A foil character can be a nifty device that helps to develop your story's characters. By contrasting two characters' personalities, it helps your audience to understand what makes them tick – and also to see how important their roles are in the story. Smart, right?
Fun fact: the literary term 'foil' comes from the old practice of backing gems with foil to make them shine more brightly. In this post, we'll check out some examples of foil characters from the real world.
Mary Shelley's famous work of literature features two main characters – Dr. Frankenstein and his 'creature' – who act as classic literary foils for each other.
Victor Frankenstein withdraws from the world, obsessed with his need to make a living being. In the process, he creates his own foil: a creature that craves company and connection – the exact things that Frankenstein doesn't have.
In another vintage work of literature, F. Scott Fitzgerald uses narrator Nick Carraway as a foil to the novel's protagonist, Jay Gatsby, and Jay’s antagonist, Tom Buchanan. The men share a desire for Tom's wife, Daisy – but in other ways they're completely different.
Nick paints Tom as an entitled Ivy League-educated sportsman who inherited his money. By contrast, Nick's much more comfortable around rags-to-riches Jay – the Great Gatsby himself – describing him as a man who “had one of those rare smiles with a quality of eternal reassurance in it…” How sweet.

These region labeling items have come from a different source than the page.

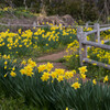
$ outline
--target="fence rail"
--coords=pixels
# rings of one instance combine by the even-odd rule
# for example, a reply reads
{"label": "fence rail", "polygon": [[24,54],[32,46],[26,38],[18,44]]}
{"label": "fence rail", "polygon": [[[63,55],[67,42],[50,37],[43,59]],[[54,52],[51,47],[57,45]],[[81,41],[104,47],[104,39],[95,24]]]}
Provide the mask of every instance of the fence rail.
{"label": "fence rail", "polygon": [[[89,31],[89,32],[84,32],[82,28],[80,28],[80,26],[77,29],[77,37],[79,40],[79,57],[80,57],[81,66],[84,65],[84,63],[89,63],[89,64],[96,63],[98,66],[102,66],[105,68],[110,69],[110,65],[87,58],[87,46],[89,46],[89,47],[95,46],[95,47],[99,47],[99,48],[103,48],[103,50],[110,50],[110,45],[100,43],[100,32],[107,31],[107,30],[110,30],[110,28],[101,28],[100,29],[100,25],[98,23],[96,23],[94,25],[94,30]],[[98,43],[87,41],[87,35],[92,34],[92,33],[95,33],[95,40],[98,40]],[[107,42],[109,42],[109,40],[105,41],[105,43],[107,43]]]}

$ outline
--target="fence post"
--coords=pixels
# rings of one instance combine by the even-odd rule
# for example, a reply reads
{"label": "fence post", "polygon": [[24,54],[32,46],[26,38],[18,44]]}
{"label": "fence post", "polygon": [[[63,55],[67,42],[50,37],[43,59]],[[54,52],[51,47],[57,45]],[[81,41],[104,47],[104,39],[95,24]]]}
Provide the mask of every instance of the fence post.
{"label": "fence post", "polygon": [[100,25],[99,23],[95,23],[95,30],[97,30],[97,32],[95,33],[95,41],[98,40],[98,43],[100,43]]}
{"label": "fence post", "polygon": [[87,58],[87,45],[82,44],[82,41],[87,41],[86,33],[82,31],[82,28],[77,29],[77,37],[79,40],[79,57],[80,57],[80,65],[84,65],[82,59]]}

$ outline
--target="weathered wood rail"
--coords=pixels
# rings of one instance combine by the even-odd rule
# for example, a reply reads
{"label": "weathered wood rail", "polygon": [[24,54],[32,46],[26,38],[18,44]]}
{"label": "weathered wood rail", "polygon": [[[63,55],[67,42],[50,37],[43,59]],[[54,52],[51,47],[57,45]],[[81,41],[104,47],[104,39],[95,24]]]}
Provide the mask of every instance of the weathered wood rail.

In Hamlet, William Shakespeare creates a foil between Laertes and Prince Hamlet to show how different they are. At one point, Prince Hamlet tells Laertes that he'll fence with him and – to ram the point home – says, "I'll be your foil, Laertes."
Shakespeare continues the foil-arama by making another foil for Hamlet: the Norwegian soldier of few words, Fortinbras. Both men have lost their fathers and want revenge. However, unlike Hamlet, Fortinbras has a strong relationship with the rest of his family – something that Claudius uses to avoid war.
Harry Potter's rival Draco Malfoy makes an excellent foil example in the Harry Potter series. Uber-creepy Professor Snape allows both boys to "to experience the essential adventures of self-determination." But while Harry chooses to fight Lord Voldemort and the Death Eaters, Draco Malfoy instead joins them.
As we see Malfoy teaming up Voldemort and his band of nasties, it helps to highlight the positive choices that Harry Potter makes as he struggles against the dark wizard. Like foil, Malfoy helps Potter to shine.
Shakespeare's play Julius Caesar sees our pal Will showing off his mastery of literary devices. In the play, the character Brutus has not one, but two character foils: Cassius and Mark Antony.
While both Brutus and Cassius conspire to kill Caesar, Cassius is more likely to employ tricks and lean on ambition. Brutus, however, is motivated by his allegiance to the state. With the foil character of Antony, we see how his ambition, deception, and treachery differ to the honesty and naiveté of Brutus.
Shakey-P is at it again. This time, we see Banquo serving as a foil for Macbeth. Macbeth's predicted to be king, while Banquo's predicted to spawn many kings – which means his heirs will become kings.
Macbeth, blinded by ambition, murders his way to the crown, then continues his bloodbath to stay seated on the throne. Banquo wants to have his heirs rule Scotland but – unlike Macbeth – doesn't set out on a killing spree to make it happen. In the process, he makes Macbeth look pretty nasty.
Retaining his title as King of the Foil, it's William Shakespeare. In his hit play Romeo and Juliet, he throws Romeo's BFF Mercutio into the mix as a spicy foil for Romeo himself.
Mercutio is a character that likes to poke fun at love. Instead, Mercutio's more of a rational mind that loves logic and generally being sensible. Which sets this total square up in opposition to the lovestruck Romeo, highlighting just how romantic he is.
In another case of positioning best friends as foils, Sir Arthur Conan Doyle uses Sherlock Holmes' loyal sidekick Dr. John Watson as a secondary character to draw even more attention to the world's finest detective.
As Sherlock Holmes explains his thinking about mind-bending cases to Watson, it helps the reader (or viewer) get a sense of what's going on – highlighting Holmes' unparalleled genius.
Most foil definitions usually talk about foil characters. But Emily Brontë tears up the rulebook in Wuthering Heights, using an object as a foil rather than a character. Wild!
Wuthering Heights is a grey, depressing, dilapidated estate. Its neighbouring estate Thrushcross Grange is, by contrast, a sophisticated, resplendent property that basks in sunshine. Using it as a foil emphasises the darkness that hangs over Wuthering Heights.